XML
XML, the Extensible Markup Language, is a W3C-endorsed for document markup. It defines a generic syntax used to mark up data with simple,
human-readable tags. It provides a standard format for computer documents that is flexible enough to be customized for domains as diverse as web
sites, electronic data interchange, vector graphics, genealogy, real estate listings, object serialization, remote procedure calls, voice mail
systems, and more.
XML is a metamarkup language for text documents. Data are included in XML documents as strings of text. The data are surrounded by text markup
that describes the data. XML specification defines the exact syntax this markup must follow: how elements are delimited by tags, what a tag looks
like, what names are acceptable for elements, where attributes are placed, and so forth. XML allows developers and writers to invent the elements
they need as they need them. The X in XML stands for EXtensible. Extensible means that the language can be extended and adapted to meet many
different needs. The markup is an XML document describes the structure of the document. It lets you see which elements are associated with
which other elements. In a well-designed XML document, the markup also describes the document's semantics. The markup says nothing about how the
document should be displayed. That is, it does not say that an element is bold or italicized or a list item. XML is a structural and semantic markup
language, not a presentation language. The markup permitted in a particular XML application can be documented in a schema. Particular document
instances can be compared to the schema. Documents that match the schema are said to be valid. Documents that do not match are invalid. Validity
depends on the schema. That is, whether a document is valid or invalid depends on which schema you compare it to. Although XML is quit flexible in
the elements it allows, it is quit strict in many other respects. The XML specification defines a grammar for XML documents that says where tags may
be placed, what they must like, which element names are legal, how attributed are attached to elements, and so forth. This grammer is specific
enough
to allow the development of XML parsers that can read any XML document. Documents that satisfy this grammer are said to be well-formed. XML
processors
reject documents that contain well-formedness errors.

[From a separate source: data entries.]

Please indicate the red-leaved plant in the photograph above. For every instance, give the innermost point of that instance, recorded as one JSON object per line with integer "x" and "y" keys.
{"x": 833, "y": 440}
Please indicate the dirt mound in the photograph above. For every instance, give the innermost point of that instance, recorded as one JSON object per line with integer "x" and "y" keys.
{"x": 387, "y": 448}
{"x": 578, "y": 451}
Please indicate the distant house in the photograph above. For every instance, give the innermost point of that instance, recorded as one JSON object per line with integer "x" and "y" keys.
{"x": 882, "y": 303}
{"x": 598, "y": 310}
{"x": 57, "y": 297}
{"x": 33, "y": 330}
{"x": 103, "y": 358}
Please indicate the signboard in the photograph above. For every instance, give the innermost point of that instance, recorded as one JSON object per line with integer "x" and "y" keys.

Not all documents need to be valid. For many purposes it is enough that the document be well-formed. There are many different XML schema
languages with different levels of expressivity. The most broadly supported schema language is the document type definition (DTD). There are many
other schema languages, including the W3C XML schema language, RELAX NG, Schematron, Hook and Examplotron.
Some standards
There is a set of standards that is related to XML. Some of the better known ones are Document Object Model (DOM), Simple API for XML (SAX),
xXtensible Stylesheet Language (XSL), XML Linking language (XLink), XML pointer Language (Xpointer), XML Query Language (XQL), Extensive Stylesheet
Language Transformation (XSLT), XML path Language (XPath) etc.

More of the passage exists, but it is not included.